Camille Senon, les combats d'une vie
Camille Senon, survivante du tramway d'Oradour-sur-Glane à 19 ans, devenue syndicaliste, puis militante féministe, a traversé le siècle, témoin inlassable de l'Histoire, avec ses heures sombres, et des moments plus lumineux, elle nous livre ses souvenirs, une très grande dame, chevalier de la légion d'honneur en 1982, palmes académiques en 2008. Entretien : Marine Guigné, Frédérique Bordes Montage : Xavier Beaudelet Recherches documentaire : Camille Pelissier
Finalement, Camille et les autres seront libérés, hasard du destin. Ils s’enfuient au village le plus proche. Les familles leur demandent des nouvelles de leurs enfants qui étaient à l’école d’Oradour. Ils restent sans réponse.
Nous ne pouvions pas imaginer qu’ils avaient conduit délibérément les femmes et les enfants dans l’église avec l’intention de les tuer, de les brûler. C’était inconcevable.
Puis le lendemain, la peur laisse place à l’horreur. Les habitants des alentours découvrent avec effroi les ruines du village. Camille a beau chercher, il n’y a plus âme qui vive à Oradour-sur-Glane. Il ne lui reste que sa mère, restée dans le hameau voisin. Son père, ses grands-parents, ses cousins, ses oncles et ses tentes ainsi que ses amis d’enfance sont tous morts.
Un cauchemar que Camille Senon raconte inlassablement en faisant visiter les ruines du village. Comme Robert Hébras, rescapé direct du massacre, elle tente de montrer ce que l’idéologie nazie a été capable de perpétrer. Un moyen de lutter contre la résurgence de la xénophobie et de la haine.
Une vie de lutte
Un engagement qui lui vaudra même d’être nommée, par Manuel Valls, commandeur de l’Ordre National du Mérite lors du 75e anniversaire du massacre. Une distinction que Camille déclinera poliment, car fermement opposée aux positions du gouvernement de l’époque, notamment sur la Loi Travail et « la criminalisation du syndicalisme. »
Car au-delà de son engagement pour la mémoire d’Oradour, Camille est avant tout une militante syndicale et féministe. C’est là tout l’objet du second épisode de cette série de podcasts.
Issue d’une famille marquée par la victoire de la gauche en 1936, la jeune femme s’engage très vite à la CGT. Puis elle est nommée aux chèques postaux de Paris, à une époque ou le tractage et les prises de paroles syndicales ne sont pas encore autorisées.
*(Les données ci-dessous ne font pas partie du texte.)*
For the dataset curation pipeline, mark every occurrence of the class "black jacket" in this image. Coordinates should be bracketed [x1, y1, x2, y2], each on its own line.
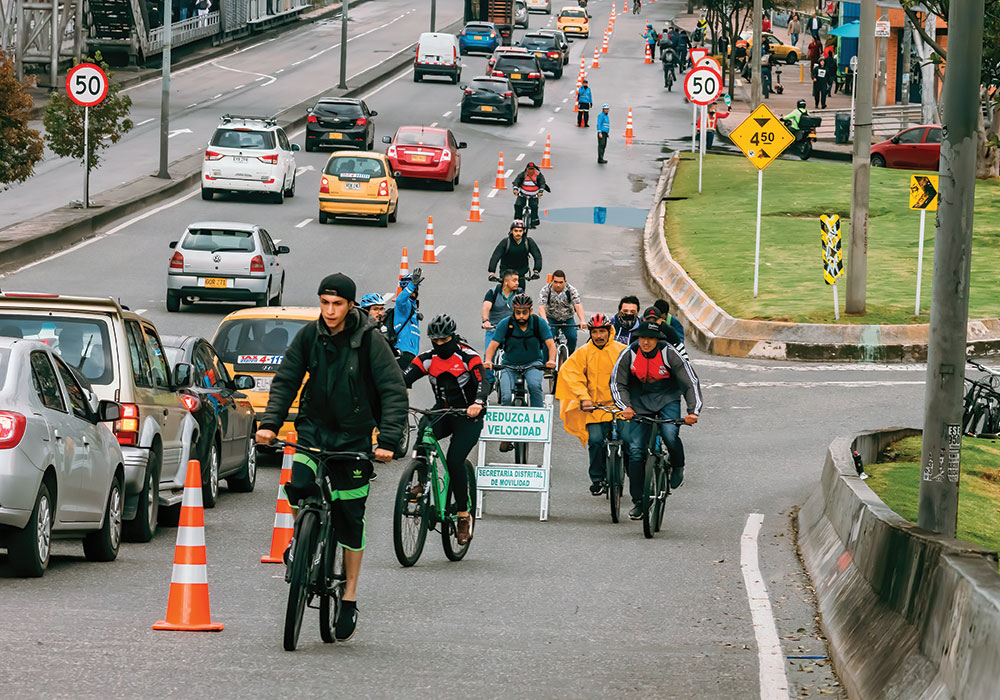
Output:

Elle deviendra secrétaire générale CGT au sein de cette entreprise.
Des injustices aussi révoltantes, moi ça m’a poussé à m’engager d’avantage.
Face à un encadrement exclusivement masculin Camille se bat pour améliorer les conditions de travail des salariés, et surtout les femmes, très présentes dans l’entreprise, jusqu’à la grande victoire en mai 1968. Les grèves permettent notamment des revalorisations salariales et l’ouverture de garderies.
De la défense du droit des femmes à la lutte contre les guerres d’Indochine et d’Algérie, Camille la militante s’est battue tout au long de sa vie, en gardant toujours le même credo « Justice, Égalité et Fraternité ».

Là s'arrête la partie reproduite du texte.